Director VN Aditya’s romance starring Viraj Ashwin, Neha Krishna is a snooze-fest that has nothing going for it
Valliddari Madhya
Story:
Varun is a laidback, free-willed youngster who starts a company - Anvayaa.com - to take care of the emotional needs of parents whose children have settled abroad. He falls for Anvayaa, the daughter of an elderly couple, who’s just returned to India after breaking up with her boyfriend. Varun and Anvayaa are clearly interested in one another but their egos are in the way of their relationship. How do they fight their inner demons and resolve their differences? Is there a happy ending in store?
Review:
It’s hard to believe that VN Aditya, the man behind Manasantha Nuvve, Nenunnanu and Sreeram, could deliver something as bland and dull as Valliddari Madhya. While hits and misses are a part and parcel of a career in films, what’s more disappointing is the absence of any substantial effort from the filmmaker to make things work here. Valliddari Madhya is a lazily written romance where not a single sequence/performance captures your imagination.
The writer-director isn’t in sync with the times, neither with the writing nor the execution, and stretches his half-baked ideas into a two-hour-long film that desperately needed redrafting. The film is painfully unimaginative and pointless. Even in 2022, if a director needs a protagonist to fight out baddies to woo his romantic interest (over a video call), it just reflects his creative bankruptcy. He uses outdated tropes to emphasise that the leads need to get rid of their ego to let their romance soar.
There’s no meaning to the romance between Varun and Anvayaa. They meet over a video call and Varun is desperate to woo her as she returns to India. Anvayaa is yet to move on from a sour experience with her ex and her relationship with Varun hits a roadblock. VN Aditya tries to give a new twist to the alter-ego trope, but the idea falls flat on its head, making the film look sillier and outdated. The psychologist’s character to drive this message across is unintentionally funny.

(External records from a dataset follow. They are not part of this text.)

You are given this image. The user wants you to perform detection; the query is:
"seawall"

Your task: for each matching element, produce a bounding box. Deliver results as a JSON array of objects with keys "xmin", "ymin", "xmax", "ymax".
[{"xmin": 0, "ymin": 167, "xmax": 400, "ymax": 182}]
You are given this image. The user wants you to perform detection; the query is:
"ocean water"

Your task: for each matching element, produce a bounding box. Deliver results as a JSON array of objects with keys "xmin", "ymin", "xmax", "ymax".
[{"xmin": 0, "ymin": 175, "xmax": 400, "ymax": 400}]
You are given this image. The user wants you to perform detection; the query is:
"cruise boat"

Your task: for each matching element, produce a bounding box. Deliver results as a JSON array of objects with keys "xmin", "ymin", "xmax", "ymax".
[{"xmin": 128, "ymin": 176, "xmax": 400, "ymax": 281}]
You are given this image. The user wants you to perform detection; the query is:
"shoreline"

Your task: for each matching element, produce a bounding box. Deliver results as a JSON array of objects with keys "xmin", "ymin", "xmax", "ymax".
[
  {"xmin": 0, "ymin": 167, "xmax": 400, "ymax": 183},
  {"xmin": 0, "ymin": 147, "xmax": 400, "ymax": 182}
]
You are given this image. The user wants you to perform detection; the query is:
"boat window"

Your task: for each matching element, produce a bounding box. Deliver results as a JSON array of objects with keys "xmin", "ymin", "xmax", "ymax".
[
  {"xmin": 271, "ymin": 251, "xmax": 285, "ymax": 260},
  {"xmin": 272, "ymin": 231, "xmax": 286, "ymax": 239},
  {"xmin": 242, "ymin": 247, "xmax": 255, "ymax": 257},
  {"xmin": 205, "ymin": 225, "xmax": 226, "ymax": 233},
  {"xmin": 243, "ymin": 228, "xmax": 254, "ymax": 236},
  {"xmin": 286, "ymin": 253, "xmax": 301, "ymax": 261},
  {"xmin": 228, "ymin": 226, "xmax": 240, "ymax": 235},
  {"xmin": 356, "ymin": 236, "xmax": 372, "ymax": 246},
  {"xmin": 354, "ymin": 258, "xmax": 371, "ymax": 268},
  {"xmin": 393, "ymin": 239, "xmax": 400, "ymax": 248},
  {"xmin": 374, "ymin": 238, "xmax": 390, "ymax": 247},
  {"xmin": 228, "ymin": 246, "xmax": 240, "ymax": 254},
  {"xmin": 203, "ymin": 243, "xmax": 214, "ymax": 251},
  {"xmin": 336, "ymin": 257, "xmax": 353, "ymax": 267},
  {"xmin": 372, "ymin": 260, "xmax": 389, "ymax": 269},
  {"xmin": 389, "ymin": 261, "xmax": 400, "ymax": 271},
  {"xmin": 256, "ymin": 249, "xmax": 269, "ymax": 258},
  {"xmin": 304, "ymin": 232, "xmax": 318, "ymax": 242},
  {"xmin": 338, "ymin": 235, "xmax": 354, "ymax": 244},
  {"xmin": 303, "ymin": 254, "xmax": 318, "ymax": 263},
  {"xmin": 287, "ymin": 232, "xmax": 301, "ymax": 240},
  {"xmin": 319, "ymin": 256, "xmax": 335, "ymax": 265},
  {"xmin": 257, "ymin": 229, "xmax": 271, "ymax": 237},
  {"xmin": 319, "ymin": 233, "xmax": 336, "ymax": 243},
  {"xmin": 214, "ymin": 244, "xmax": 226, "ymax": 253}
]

When the filmmaker falls short of ideas to further the romance in the second hour, he returns to Varun’s startup (to help lonely parents whose children are settled abroad). When Varun’s friend misuses funds from his company to invest in his own firm, you expect the setback to transform him and take charge of his career. If the director tried to make the film with an iota of sincerity, he could’ve made this a poignant tale of self-reflection.
The subplot around Varun’s parents and their constant banters is absurd at best. It’s hard to understand what were the writers trying to establish with a sequence where a son arranges a lawyer for their parents’ divorce. Later, the scenes where Varun coordinates Anvayaa’s pre-wedding shoot are equally bizarre. The happy ending with a simplistic resolution is barely convincing and reminds you of films from the 60s and 70s.
It’s hard to take the conflicts in the protagonists’ life or their relationships seriously; there’s no conviction in the ideas at all. The screenplay makes little sense and roams around in circles, testing your patience. The acting adds insult to injury. Viraj Ashwin and Neha Krishna struggle to shoulder the film and the supporting cast (except Bindu Chandramouli) is largely a disaster. The characters arrive and leave at their will as if they’re having a jolly good time at a party.
Verdict:
Valliddari Madhya is a disaster where neither the director nor the cast has any control over the proceedings. The writing and the execution are equally pointless and the film does the job of an effective sleeping pill.